# Snails



## bigcatsrus (Apr 15, 2009)

Hi guys,

I was just looking at the fish as you do and noticed a snail in the air flow pipe. I'm guessing that these have come from the live plants that we brought (never had live plants before). Should I have washed them before they went in the tanks?

Now my question is are snails ok to be in the tank? I have no idea what sort of snail it is, its just there.


----------



## steelers fan (Jun 26, 2009)

snails do a great job of eating algea...and if you see one you probrably have more. some cichlids eat snails too and will not let the population get out of hand


----------



## MightyM (May 15, 2004)

if your tank is 75g+ you could get a clown loach they are notorious for removing snails...honestly I would just leave them be they dont do harm to your fish at all.


----------



## Addesyn (Jul 1, 2009)

You should always wash any decoration that you put in your tank. Snails are definitely not the worst stowaways you could have though. However they will multiply like crazy and have been known to eat fish eggs.


----------



## bigcatsrus (Apr 15, 2009)

Thanks guys, thought they needed a wash. Its strange though, brought different plants from different places. I now know which not to buy from.

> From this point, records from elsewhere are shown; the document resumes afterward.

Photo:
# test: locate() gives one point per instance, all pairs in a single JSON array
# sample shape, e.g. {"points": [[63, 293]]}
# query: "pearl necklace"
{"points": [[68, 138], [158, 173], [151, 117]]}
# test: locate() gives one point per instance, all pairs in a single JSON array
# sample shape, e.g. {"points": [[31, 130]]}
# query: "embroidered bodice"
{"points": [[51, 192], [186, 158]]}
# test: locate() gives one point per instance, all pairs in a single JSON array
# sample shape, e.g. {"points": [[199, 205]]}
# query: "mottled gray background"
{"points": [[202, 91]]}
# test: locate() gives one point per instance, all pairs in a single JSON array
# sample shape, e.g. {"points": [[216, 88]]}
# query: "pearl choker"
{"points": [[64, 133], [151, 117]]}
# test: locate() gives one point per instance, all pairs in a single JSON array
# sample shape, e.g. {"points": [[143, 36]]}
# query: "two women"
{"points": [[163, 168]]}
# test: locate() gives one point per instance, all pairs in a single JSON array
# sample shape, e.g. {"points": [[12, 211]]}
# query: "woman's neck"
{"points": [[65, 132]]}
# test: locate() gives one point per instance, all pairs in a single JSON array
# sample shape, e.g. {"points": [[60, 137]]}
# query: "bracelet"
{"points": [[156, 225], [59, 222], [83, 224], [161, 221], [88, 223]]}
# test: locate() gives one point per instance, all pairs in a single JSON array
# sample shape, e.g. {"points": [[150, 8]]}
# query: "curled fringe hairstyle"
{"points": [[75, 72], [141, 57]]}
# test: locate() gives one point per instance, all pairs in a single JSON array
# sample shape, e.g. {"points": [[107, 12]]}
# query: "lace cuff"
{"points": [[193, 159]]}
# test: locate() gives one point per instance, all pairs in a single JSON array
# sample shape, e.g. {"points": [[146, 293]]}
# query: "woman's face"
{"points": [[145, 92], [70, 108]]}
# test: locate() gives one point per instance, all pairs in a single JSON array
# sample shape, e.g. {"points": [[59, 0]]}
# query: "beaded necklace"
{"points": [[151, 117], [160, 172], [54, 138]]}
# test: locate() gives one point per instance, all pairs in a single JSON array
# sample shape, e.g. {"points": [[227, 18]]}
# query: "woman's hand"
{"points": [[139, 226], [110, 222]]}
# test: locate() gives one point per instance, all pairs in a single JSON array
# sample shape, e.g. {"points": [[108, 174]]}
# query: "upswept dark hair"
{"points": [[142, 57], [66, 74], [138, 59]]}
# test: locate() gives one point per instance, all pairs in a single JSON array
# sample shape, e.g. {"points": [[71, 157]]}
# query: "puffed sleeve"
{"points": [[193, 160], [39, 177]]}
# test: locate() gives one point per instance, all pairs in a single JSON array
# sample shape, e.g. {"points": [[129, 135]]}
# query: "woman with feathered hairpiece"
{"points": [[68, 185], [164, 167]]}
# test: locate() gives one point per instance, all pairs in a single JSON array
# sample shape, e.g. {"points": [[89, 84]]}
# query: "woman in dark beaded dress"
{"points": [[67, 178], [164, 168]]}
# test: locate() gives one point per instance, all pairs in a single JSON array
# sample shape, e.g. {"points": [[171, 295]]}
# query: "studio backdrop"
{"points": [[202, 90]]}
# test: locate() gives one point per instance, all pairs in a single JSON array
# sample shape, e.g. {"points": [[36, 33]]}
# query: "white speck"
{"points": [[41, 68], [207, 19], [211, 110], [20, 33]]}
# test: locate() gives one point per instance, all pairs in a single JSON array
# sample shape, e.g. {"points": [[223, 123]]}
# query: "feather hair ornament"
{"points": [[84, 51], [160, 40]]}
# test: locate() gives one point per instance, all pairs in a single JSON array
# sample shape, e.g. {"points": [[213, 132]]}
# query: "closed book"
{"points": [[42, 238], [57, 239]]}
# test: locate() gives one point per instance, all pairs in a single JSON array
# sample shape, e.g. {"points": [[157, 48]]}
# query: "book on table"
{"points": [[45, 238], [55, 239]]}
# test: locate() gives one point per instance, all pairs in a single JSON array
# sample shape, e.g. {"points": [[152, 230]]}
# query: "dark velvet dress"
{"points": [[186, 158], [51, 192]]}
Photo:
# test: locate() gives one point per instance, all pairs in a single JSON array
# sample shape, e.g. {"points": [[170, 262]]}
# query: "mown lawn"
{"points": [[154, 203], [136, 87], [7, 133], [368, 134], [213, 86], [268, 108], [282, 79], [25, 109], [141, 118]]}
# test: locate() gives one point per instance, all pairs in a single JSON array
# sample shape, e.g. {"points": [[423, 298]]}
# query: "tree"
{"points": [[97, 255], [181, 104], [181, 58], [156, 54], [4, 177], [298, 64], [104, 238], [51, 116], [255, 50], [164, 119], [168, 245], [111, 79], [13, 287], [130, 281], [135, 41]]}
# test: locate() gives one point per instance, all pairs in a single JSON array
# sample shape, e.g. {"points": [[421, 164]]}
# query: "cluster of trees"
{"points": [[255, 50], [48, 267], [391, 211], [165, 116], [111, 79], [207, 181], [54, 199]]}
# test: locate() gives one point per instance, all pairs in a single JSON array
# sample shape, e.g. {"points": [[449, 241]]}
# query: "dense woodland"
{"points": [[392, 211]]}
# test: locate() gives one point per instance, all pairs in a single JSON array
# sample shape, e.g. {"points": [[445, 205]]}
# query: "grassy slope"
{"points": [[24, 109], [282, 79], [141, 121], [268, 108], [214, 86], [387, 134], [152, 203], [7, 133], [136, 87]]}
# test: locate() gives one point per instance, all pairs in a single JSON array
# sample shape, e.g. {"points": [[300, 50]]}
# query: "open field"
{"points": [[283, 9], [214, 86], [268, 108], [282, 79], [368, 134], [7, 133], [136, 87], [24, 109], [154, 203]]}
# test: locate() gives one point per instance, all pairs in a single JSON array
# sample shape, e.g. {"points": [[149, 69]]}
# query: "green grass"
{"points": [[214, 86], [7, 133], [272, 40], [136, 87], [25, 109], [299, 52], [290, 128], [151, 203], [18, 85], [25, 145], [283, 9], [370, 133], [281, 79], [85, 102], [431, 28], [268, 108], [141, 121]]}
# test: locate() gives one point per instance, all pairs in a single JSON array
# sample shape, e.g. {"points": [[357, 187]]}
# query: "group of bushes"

As to snails eating fish eggs, that is not good. I'm trying to breed julies dickifeldi's. I haven't seen any snails come up the siphon when cleaning the gravel, only in the air flow pipe. The tank that they are in is 2'x1'x1'.

I've only seen a couple of which are less then a 1cm in size. My next question is, how quickly do these reproduce?


----------



## BRANT13 (Feb 18, 2009)

depending on species fairly quick i would assume....im sure some are slower than other but for the most part i know they can be a pain because they breed so fast once u think theyre all gone boom theyre back.


----------



## bigcatsrus (Apr 15, 2009)

I don't really want them in the tank but thats the mistake I made with out washing the plants in the first place.

I have no idea what specie they are, to me they are just snails and a nasty sight.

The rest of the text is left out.